Entscheidungsstichwort (Thema)
Grundsicherung für Arbeitsuchende. Vermögensberücksichtigung. nicht selbst genutztes Hausgrundstück. ungeteilte Erbengemeinschaft. Verwertbarkeit. offensichtliche Unwirtschaftlichkeit. besondere Härte. Darlehen. Rücknahme des rechtswidrigen begünstigenden Verwaltungsaktes
Leitsatz (amtlich)
1. Eine Verwertung eines geerbten Miteigentumsanteils an einem Hausgrundstück ist nur dann offensichtlich unwirtschaftlich, wenn dies einer Verschleuderung gleichkäme.
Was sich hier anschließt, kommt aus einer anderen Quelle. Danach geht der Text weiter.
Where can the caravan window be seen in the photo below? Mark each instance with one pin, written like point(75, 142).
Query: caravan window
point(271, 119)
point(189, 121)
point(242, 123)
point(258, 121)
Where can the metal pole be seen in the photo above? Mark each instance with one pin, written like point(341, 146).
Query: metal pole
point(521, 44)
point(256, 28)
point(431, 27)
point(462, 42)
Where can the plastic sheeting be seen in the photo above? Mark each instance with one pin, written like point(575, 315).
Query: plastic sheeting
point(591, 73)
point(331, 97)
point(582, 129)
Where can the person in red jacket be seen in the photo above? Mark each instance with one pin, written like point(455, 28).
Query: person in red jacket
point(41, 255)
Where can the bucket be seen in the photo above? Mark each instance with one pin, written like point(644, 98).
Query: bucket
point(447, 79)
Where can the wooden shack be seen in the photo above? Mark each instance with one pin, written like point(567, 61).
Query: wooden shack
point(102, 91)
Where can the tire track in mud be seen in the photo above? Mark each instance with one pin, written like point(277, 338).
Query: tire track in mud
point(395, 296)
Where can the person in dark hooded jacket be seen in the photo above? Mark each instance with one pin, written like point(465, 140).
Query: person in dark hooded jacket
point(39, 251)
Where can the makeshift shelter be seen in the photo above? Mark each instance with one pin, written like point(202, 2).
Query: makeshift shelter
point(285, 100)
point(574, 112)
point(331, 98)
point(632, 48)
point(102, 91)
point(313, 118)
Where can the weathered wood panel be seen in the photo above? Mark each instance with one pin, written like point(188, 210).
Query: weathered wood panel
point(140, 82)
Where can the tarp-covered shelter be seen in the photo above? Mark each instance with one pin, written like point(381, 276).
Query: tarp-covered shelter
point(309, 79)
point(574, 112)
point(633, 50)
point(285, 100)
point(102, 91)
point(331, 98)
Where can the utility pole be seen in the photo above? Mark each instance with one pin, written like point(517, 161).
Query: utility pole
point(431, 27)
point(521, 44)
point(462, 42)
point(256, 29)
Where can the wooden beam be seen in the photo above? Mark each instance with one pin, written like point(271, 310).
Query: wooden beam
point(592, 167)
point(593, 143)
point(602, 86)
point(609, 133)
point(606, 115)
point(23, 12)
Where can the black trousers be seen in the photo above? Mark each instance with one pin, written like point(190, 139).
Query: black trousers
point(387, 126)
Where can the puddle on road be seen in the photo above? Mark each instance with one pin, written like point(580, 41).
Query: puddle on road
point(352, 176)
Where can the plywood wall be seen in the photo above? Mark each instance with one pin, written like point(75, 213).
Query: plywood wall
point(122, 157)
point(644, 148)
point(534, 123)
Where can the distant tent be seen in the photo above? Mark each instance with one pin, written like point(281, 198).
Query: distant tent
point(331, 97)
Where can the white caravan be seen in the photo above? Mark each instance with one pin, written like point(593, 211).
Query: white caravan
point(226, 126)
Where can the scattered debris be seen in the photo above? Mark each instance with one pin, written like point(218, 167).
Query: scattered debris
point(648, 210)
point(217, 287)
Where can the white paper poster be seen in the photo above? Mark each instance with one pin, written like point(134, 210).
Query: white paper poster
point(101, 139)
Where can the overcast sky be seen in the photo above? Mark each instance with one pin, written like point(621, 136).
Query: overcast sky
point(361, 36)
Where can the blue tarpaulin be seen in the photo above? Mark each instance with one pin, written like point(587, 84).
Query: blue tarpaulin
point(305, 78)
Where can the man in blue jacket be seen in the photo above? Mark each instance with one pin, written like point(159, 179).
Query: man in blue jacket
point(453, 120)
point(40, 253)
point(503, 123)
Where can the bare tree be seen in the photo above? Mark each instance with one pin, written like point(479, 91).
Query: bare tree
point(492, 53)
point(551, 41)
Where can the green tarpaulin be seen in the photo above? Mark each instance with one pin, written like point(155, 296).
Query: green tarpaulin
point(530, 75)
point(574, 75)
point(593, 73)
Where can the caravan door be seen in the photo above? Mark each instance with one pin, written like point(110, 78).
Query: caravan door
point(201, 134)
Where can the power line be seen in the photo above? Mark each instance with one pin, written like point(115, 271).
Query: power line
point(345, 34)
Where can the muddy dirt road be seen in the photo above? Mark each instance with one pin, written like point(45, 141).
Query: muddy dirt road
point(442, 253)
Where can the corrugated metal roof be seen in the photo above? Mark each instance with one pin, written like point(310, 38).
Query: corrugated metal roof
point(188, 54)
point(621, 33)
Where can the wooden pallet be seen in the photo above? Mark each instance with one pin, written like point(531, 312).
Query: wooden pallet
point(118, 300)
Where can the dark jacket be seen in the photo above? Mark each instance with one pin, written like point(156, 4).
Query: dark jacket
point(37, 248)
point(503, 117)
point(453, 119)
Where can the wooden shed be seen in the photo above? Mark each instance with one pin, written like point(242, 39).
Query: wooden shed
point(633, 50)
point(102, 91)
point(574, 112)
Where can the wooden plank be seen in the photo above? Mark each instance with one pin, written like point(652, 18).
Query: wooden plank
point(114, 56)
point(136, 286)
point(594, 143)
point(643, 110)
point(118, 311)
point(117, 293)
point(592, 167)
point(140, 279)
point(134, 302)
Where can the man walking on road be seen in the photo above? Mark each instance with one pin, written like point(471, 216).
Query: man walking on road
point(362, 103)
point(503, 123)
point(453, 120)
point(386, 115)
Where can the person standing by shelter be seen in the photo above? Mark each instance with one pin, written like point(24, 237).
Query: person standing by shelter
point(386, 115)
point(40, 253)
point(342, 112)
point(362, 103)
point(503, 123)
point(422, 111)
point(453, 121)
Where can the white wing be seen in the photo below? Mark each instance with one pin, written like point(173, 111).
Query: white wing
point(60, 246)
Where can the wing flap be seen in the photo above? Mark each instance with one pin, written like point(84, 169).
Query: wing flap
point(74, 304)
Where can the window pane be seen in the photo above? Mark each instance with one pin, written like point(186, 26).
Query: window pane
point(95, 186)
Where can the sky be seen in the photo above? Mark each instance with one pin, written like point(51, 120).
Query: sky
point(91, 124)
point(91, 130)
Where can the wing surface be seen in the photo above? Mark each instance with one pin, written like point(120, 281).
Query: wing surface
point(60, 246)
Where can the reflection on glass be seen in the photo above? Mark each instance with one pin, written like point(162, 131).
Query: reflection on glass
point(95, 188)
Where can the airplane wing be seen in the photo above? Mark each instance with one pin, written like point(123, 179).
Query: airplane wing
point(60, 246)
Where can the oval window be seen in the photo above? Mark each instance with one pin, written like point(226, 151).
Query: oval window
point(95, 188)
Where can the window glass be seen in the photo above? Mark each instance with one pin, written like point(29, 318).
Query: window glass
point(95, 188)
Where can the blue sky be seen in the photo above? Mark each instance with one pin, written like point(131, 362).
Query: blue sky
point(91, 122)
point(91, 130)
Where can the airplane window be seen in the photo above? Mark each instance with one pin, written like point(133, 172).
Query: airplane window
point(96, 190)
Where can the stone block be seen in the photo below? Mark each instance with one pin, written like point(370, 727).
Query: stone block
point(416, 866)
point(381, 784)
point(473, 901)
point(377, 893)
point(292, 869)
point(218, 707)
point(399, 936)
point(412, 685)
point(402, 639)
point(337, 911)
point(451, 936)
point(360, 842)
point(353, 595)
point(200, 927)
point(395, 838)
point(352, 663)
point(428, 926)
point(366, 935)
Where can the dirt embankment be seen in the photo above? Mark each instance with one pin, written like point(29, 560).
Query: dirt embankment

2. Im Bereich der Grundsicherung für Arbeitsuchende ist die Bewilligung einer zu Unrecht gewährten Leistung im Regelfall zurückzunehmen; eine Begründungspflicht entfällt.
Orientierungssatz
1. Der erforderliche Zeitaufwand für eine Erbauseinandersetzung gem § 2042 Abs 1 BGB oder für die Verfügung des Miterben gem § 2033 Abs 1 S 1 BGB zur Veräußerung eines geerbten Hausgrundstücks begründet nur ein vorübergehendes Verwertungshindernis, dem durch die darlehensweise Gewährung von Leistungen gem § 9 Abs 4 SGB 2 aF Rechnung zu tragen ist.
2. Für die Beurteilung der offensichtlichen Unwirtschaftlichkeit einer Verwertung iS des § 12 Abs 3 S 1 Nr 6 Alt 1 SGB 2 ist - wie auch entsprechend im Arbeitsförderungsrecht - ein rein wirtschaftlich-ökonomischer Maßstab anzulegen (vgl BSG vom 3.5.2005 - B 7a/7 AL 84/04 R = SozR 4-4220 § 1 Nr 4). Die Zumutbarkeitsgesichtspunkte oder generellen Härtefallerwägungen sind im Rahmen der Härteklausel des § 12 Abs 3 S 1 Nr 6 Alt 2 SGB 2 zu prüfen.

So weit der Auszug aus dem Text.